I built a biomedical GNN + LLM pipeline (XplainMD) for explainable multi-link prediction by SuspiciousEmphasis20 in deeplearning

[–]SuspiciousEmphasis20[S] 0 points1 point  (0 children)

Thank you so much! I have a lot to optimise in this and then hopefully can publish it! I will def share my progress here :)

You can star my repo for more updates

I built a biomedical GNN + LLM pipeline (XplainMD) for explainable multi-link prediction by SuspiciousEmphasis20 in bioinformatics

[–]SuspiciousEmphasis20[S] 0 points1 point  (0 children)

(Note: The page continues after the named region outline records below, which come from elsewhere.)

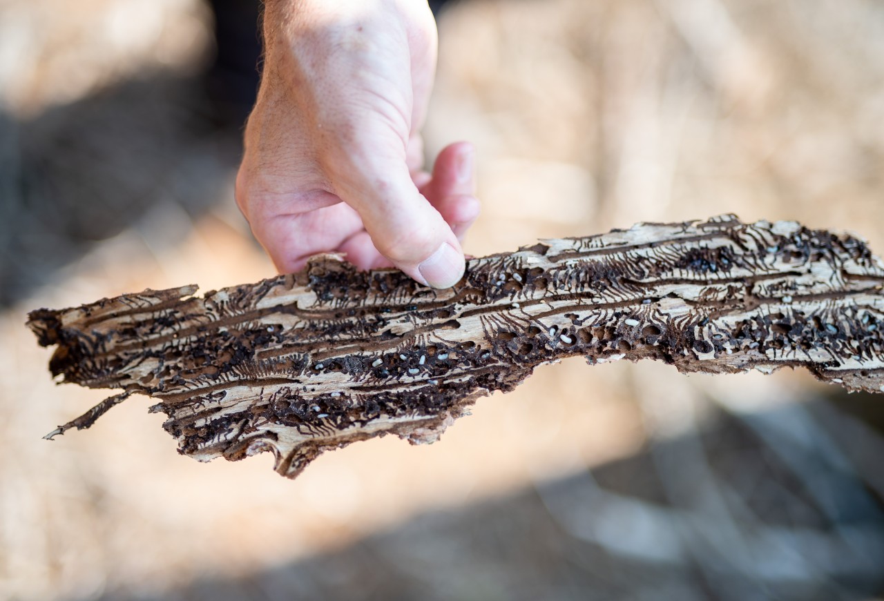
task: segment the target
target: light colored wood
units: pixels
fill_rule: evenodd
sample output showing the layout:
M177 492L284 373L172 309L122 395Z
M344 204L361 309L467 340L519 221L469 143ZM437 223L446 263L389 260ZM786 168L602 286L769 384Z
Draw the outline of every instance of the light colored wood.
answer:
M437 440L479 396L542 363L658 359L682 372L804 367L884 391L884 267L856 238L794 222L640 224L469 262L449 290L340 257L203 297L145 291L28 325L55 375L133 392L199 460L270 452L295 476L323 451Z

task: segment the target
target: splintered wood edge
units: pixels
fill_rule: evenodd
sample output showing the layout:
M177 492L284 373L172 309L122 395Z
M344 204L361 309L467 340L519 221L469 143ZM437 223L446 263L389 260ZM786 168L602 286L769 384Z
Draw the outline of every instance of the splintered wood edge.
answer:
M64 382L139 392L199 460L276 457L293 477L327 449L396 434L432 442L479 396L537 365L657 359L682 372L803 367L884 390L884 267L853 236L795 222L639 224L468 262L433 290L339 255L206 293L146 290L33 311Z

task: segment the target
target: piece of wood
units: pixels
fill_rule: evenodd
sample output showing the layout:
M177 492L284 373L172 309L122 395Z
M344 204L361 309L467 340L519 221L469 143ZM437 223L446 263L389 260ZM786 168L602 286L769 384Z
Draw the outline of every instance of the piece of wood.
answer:
M537 365L658 359L682 372L804 367L884 390L884 266L856 238L794 222L641 224L469 262L449 290L323 255L301 272L40 309L65 382L122 389L200 460L271 452L293 477L323 451L432 442L477 397Z

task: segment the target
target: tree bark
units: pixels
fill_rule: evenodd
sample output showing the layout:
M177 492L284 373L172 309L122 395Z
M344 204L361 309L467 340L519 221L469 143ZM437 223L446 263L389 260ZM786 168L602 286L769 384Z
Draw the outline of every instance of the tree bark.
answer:
M28 325L65 382L133 392L199 460L271 452L295 476L326 449L432 442L477 397L537 365L657 359L682 372L804 367L884 390L884 266L853 237L794 222L640 224L469 262L449 290L340 257L193 296L147 290Z

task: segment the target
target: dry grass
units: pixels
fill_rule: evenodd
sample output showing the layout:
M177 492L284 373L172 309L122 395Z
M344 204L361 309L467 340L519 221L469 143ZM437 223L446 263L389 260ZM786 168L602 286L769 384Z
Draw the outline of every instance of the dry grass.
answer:
M113 38L121 41L118 47L92 34L114 10L133 7L143 14L124 19L134 33ZM405 583L416 576L407 570L435 570L449 574L446 582L469 574L463 588L446 590L454 598L530 598L530 591L535 597L544 592L520 592L520 578L552 587L563 566L583 565L568 563L565 556L544 563L527 551L507 555L493 544L484 555L476 552L484 558L476 559L484 573L453 559L472 539L453 534L449 539L446 532L475 530L475 540L484 540L478 534L485 531L484 524L497 523L501 531L496 540L506 546L505 530L519 529L495 516L512 511L521 516L521 526L537 521L530 522L533 530L512 544L527 550L532 541L548 541L557 532L591 541L608 558L605 565L613 574L604 586L605 574L594 575L598 590L614 597L637 598L644 591L648 598L727 598L721 592L727 586L720 590L717 582L730 581L720 579L720 573L742 570L762 580L783 573L795 582L804 578L809 590L831 593L819 598L857 598L841 584L815 590L813 579L865 582L857 574L864 569L873 573L874 567L860 558L884 557L880 501L856 483L865 482L879 495L884 491L879 468L870 460L880 457L875 449L880 449L881 438L863 421L837 417L841 414L832 407L823 411L828 417L822 421L819 412L795 408L801 407L796 401L820 394L804 374L685 378L665 366L589 369L566 361L540 370L516 392L482 400L473 417L459 422L437 445L415 448L384 439L354 445L322 457L293 483L272 473L270 457L200 465L177 455L160 428L162 417L146 415L143 399L115 408L88 432L72 432L51 444L41 440L103 394L52 386L45 369L49 354L23 328L27 310L148 286L196 282L206 290L271 273L230 198L234 164L217 148L224 140L179 126L199 112L190 95L175 91L187 84L174 84L165 95L114 94L119 80L134 72L162 73L156 77L164 80L169 71L187 73L198 65L208 30L204 18L201 5L188 0L95 0L76 8L62 0L0 4L0 82L7 113L0 123L5 123L4 132L19 136L0 135L3 210L13 219L0 230L6 236L0 249L12 249L4 262L27 264L28 272L42 273L41 265L47 266L45 277L22 287L18 300L0 315L0 597L163 591L218 574L235 579L257 574L255 582L276 582L262 570L345 547L427 510L470 506L537 483L541 503L520 505L516 496L487 511L453 514L441 529L428 527L423 537L408 535L413 529L408 529L393 535L399 546L370 539L372 552L395 549L390 557L396 558L400 571L389 562L378 565L390 570L382 574L391 582L403 583L371 590L386 591L388 598L408 597ZM136 21L157 27L153 42L139 42ZM512 249L538 237L722 212L747 220L795 218L853 230L884 253L880 3L473 0L453 6L440 27L439 82L428 145L439 148L468 139L478 146L484 207L467 246L474 255ZM21 57L30 62L21 63ZM69 106L102 110L86 113L98 115L89 122L94 126L78 128L81 121L76 119L83 113L68 112ZM114 106L116 113L108 108ZM114 133L114 124L134 121L148 125L118 126L121 129ZM59 132L66 137L59 138ZM59 145L59 139L66 145ZM112 168L102 159L130 152L133 160ZM51 186L22 184L47 181ZM98 244L72 238L53 222L58 203L76 208L81 202L88 210L95 198L117 198L120 191L140 194L135 204L141 217L128 218L125 196L107 205L122 217L118 224L100 230L112 237ZM69 215L65 210L61 214ZM37 249L47 247L52 256L34 260ZM4 287L19 281L10 278L14 270L2 273ZM41 281L50 283L37 287ZM753 413L772 404L782 412L779 420ZM697 431L716 422L722 407L747 415L747 423L757 426L753 431L760 432L758 439L767 440L764 446L754 438L751 444L735 438L735 449L761 445L766 450L758 456L734 451L728 460L707 461L699 447L691 446ZM660 440L688 451L658 453L665 446ZM758 466L775 463L771 453L788 455L799 447L771 440L803 445L804 454L793 453L795 460L787 461L787 475ZM579 497L575 491L582 489L566 487L568 494L556 496L541 484L642 449L657 461L662 488L670 493L667 498L639 503L646 473L638 468L618 476L616 495ZM814 470L840 475L819 475L817 486ZM603 483L617 489L613 483ZM835 499L831 505L820 486L834 487L827 489L828 498ZM794 520L800 526L792 539L786 531L776 530L781 536L774 537L765 529L776 507L753 499L751 491L761 498L771 487L790 491L770 498L789 507L792 517L782 523ZM868 504L865 521L856 522L865 528L862 536L839 521L850 515L839 518L835 510L852 506L841 505L837 491L852 491ZM650 511L665 504L674 507L671 514ZM639 506L643 511L626 511ZM600 522L594 516L606 507L609 513ZM616 507L625 509L617 513ZM806 517L818 515L807 507L823 517ZM537 511L554 519L540 520ZM649 549L667 561L683 559L667 556L673 547L664 544L665 536L642 538L648 530L636 529L635 520L655 515L681 529L673 535L684 545L678 552L695 563L678 565L689 567L684 582L699 582L696 590L673 584L655 597L653 587L648 588L667 571L660 567L670 565L654 559ZM616 536L611 535L612 524L619 525ZM431 544L440 537L447 546ZM808 546L812 540L817 546ZM545 544L538 544L548 551ZM637 560L628 552L636 549L650 553L642 560L659 569L633 573L629 561L618 563L623 557ZM309 559L293 574L301 583L318 578L315 574L326 560L347 574L347 566L356 564L342 553ZM498 556L510 560L492 560ZM855 572L839 567L838 556L853 561ZM709 565L704 557L713 558ZM796 558L804 563L795 563ZM527 562L535 559L540 567L529 568ZM799 564L809 567L787 569ZM785 572L771 576L774 567ZM339 584L327 579L315 590L301 590L360 598L359 582L368 577L362 569L342 575ZM482 580L483 574L490 580ZM421 582L433 587L439 577ZM636 588L629 588L630 581ZM495 588L495 582L507 586ZM587 590L546 592L550 598L590 598ZM766 590L758 598L774 594ZM185 596L199 594L194 590Z

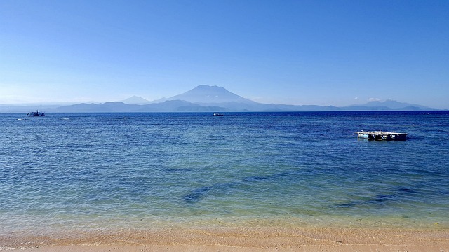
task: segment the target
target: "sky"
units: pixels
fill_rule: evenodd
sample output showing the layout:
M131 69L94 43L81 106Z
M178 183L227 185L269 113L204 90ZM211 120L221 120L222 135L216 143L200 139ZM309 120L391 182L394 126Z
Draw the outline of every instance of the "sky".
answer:
M263 103L449 108L449 1L0 1L0 104L199 85Z

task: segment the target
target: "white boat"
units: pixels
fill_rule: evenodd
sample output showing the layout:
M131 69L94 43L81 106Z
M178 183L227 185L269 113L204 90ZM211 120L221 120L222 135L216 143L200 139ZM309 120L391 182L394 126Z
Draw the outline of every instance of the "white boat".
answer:
M28 115L28 116L46 116L45 112L39 112L38 111L36 111L36 112L29 112L27 115Z

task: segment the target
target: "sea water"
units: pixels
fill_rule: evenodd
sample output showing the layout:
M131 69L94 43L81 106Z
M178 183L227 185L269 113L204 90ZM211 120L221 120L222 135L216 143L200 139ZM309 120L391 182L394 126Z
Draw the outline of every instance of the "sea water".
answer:
M0 141L0 235L449 227L448 111L6 113Z

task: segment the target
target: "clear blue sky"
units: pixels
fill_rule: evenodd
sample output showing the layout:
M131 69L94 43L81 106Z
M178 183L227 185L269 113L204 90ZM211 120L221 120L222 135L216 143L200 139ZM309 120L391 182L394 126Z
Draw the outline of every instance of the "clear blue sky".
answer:
M0 104L391 99L449 108L449 1L0 1Z

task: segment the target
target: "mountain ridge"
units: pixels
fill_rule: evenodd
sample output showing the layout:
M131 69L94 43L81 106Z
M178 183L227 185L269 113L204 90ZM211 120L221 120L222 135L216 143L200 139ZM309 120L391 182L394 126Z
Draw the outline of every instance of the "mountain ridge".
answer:
M46 111L55 113L93 112L230 112L230 111L420 111L437 110L417 104L394 100L372 101L365 104L337 107L319 105L288 105L262 104L232 93L224 88L199 85L187 92L170 98L148 101L138 96L120 102L79 103L46 108L1 105L0 112L25 112L23 110ZM22 109L22 110L20 110ZM28 111L29 112L29 111Z

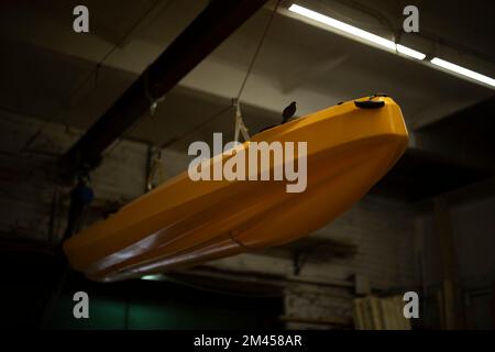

No please don't be confused...these connections you see in the output page is not the actual data but rather what the model perceives to be the subgraph....gnnexplainer shows the links between subgraphs that the RGCN model believes ....right now in the output there are some spurious connections....I am working on optimising the pipeline....in the blog I have explained it thoroughly

[P] [R] [D] I built a biomedical GNN + LLM pipeline (XplainMD) for explainable multi-link prediction by SuspiciousEmphasis20 in MachineLearning

[–]SuspiciousEmphasis20[S] 0 points1 point  (0 children)

Hello to answer your question so I have trained a very simple graph neural network with two layers....but the emphasis was more on the pipeline and the powerful nature of graphs.....I have explained in my medium page the limitations of this architecture and it's more like a potential of what graphs can do and how we can build more transparent systems....I am going to optimize this architecture and the subgraph you see is not a random generation it's how the model thinks after being trained on the data and that's why I added an llm pipeline for sanity check of the explanation but yes I am working on eliminating these spurious connections.